We provided fully sampled k-space data and corresponding ground truth image reconstructions for the training and validation subsets, which could be used by the participants to develop and train their machine learning models and to determine any hyperparameters. In order to make most efficient use of our available data, we used the same training and validation cases for the multi-coil and single-coil tracks.

For the test set, we provided different subsets of undersampled k-space data for the single and the multi-channel tracks. Participants could upload their reconstruction results to our public leaderboard at http://fastmri.org/. We then calculated NRMSE, PSNR and SSIM and evaluated performance on the complete test dataset as well as individual errors for the two image contrasts (with and without fat suppression). Participants could submit to each track leaderboard once a day before the submission deadline. Submissions were ranked by SSIM of R=8 undersampling. A screenshot of baseline entries for the multi-coil track, provided by Facebook AI Research and NYU for reference, is shown in Figure 0(a). In addition to the quantitative scores, we also show a selection of reconstructed images on the leaderboard.

The challenge dataset was released on September 5th, 2019 (see below for a description of the timeline), and the submission window was then open for 14 days. The evaluation and the structure of the leaderboard for the challenge phase were identical to those for the test phase, but each team could only make one challenge submission, and challenge results were made available only after the submission window was closed. A screenshot of the leaderboard for the multi-channel track of the completed challenge is shown in Figure 0(b).

(a) Overview of Facebook AI Research and NYU baseline entries for the multi-coil test-set leaderboard. (Baseline entries with modest performance were provided for reference.) Three quantitative metrics are provided for R=4 and R=8 for both image contrasts, along with a selection of reconstructed images.
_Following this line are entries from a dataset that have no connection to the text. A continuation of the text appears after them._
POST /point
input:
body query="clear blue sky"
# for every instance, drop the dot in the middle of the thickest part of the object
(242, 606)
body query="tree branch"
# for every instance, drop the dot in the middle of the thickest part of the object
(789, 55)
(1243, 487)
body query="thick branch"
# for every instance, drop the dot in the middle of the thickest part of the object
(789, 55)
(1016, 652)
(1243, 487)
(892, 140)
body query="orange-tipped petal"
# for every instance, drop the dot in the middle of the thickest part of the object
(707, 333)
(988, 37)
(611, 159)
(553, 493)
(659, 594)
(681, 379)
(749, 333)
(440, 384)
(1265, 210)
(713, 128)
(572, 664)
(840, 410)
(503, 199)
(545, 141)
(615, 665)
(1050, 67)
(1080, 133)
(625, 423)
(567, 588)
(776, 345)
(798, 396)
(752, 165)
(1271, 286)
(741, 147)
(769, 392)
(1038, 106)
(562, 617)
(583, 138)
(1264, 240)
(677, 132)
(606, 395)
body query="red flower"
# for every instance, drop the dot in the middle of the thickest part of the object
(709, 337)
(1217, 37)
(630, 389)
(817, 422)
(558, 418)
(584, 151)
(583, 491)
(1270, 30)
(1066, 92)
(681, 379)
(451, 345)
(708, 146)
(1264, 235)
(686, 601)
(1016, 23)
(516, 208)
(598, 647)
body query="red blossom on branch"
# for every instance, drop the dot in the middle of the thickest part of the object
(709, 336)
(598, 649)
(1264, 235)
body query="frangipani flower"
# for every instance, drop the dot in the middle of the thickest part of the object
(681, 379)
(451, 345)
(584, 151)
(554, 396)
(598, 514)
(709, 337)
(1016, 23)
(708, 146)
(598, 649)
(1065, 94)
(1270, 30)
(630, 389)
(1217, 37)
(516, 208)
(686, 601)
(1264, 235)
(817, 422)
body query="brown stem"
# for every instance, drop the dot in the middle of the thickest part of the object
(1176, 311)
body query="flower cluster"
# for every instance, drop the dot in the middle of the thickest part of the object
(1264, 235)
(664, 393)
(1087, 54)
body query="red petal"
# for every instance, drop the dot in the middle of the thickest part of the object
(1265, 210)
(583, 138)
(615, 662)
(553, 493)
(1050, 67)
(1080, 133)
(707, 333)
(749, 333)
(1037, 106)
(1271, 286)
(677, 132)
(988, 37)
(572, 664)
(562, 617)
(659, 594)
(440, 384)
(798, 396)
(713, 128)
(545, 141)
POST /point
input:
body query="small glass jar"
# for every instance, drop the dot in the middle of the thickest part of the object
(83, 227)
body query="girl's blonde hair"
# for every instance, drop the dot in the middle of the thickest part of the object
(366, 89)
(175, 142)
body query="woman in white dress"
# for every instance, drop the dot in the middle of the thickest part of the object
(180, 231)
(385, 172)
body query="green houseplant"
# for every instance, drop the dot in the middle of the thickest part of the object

A short description of the reconstruction approach used, together with links to a corresponding paper or code repository, are also shown if the submitting groups provide this information.
(b) Challenge leaderboard showing the 8 submissions for the multi-coil track.
Figure 1: Online leaderboard at the completion of the challenge (December 2019).

2.4 Challenge timeline and design of the evaluation

The challenge consisted of multiple phases according the following timeline:

  • November 26, 2018: Release of the training and validation sections of the fastMRI dataset [Zbontar2019, Knoll2019_fastMRI].

  • June 5, 2019: Official announcement of the challenge and release of the test set. The test set leaderboard was open for submission at this stage.

  • September 5 to 19, 2019: Release of the challenge dataset and challenge submission window.

  • September 19, 2019: Quantitative evaluation of the challenge submissions. We selected the top 4 submissions with highest SSIM on the challenge dataset from each track for the second phase of evaluation by a panel of radiologists. At this stage, we also asked all participants to provide an abstract for the 2019 Medical Imaging Meets NeurIPS workshop111https://sites.google.com/view/med-neurips-2019.

  • September 20 to October 10, 2019: Radiologist evaluation phase. We sent 5 randomly selected cases (with and without fat suppression) from the top 4 submissions in each track plus the corresponding ground truth reconstructions to our panel of seven radiologists from multiple institutions, including NYU Langone Health, Cleveland Clinic, University of California San Diego, University of Wisconsin and Stanford University. Each radiologist looked at a total of 1840 images. We asked the panel to rank the submissions in terms of the overall image quality to select one winner in each track. We then averaged the rankings of the radiologists to determine the winners. In addition, we asked the radiologists to score each submission on a 4-point scale (1 is best and 4 is worst) for the following criteria: Presence of artifacts, image sharpness, perceived contrast-to-noise ratio and diagnostic confidence. This rating was performed to obtain additional meta-information about the readers’ preferences, and to give the radiologists some suggestions on which to base their ranking. Subcriterion rankings were not directly used to determine the winners of the challenge. At the end of this stage, we notified the winners of the three tracks and shared their abstracts and identity with the organizers of the 2019 Medical Imaging Meets NeurIPS workshop.

  • December 1, 2019: Publication of the challenge leaderboard with the results of the quantitative evaluation.

  • December 14, 2019: Official announcement of the winners of the three tracks at the 2019 Medical Imaging Meets NeurIPS workshop, with oral presentation by the three winning teams.

3 Results

3.1 Overview of submissions

We received a total of 33 challenge submissions. 8 groups submitted to the multi-coil track, each with submissions for both the R=4 and the R=8 tracks. At the time of this writing, two of the submitting groups have published manuscripts on their approach, in addition to their NeurIPS abstracts: from team holykspace [schlemper2019net] and iRim from team AImsterdam [putzky2019irim]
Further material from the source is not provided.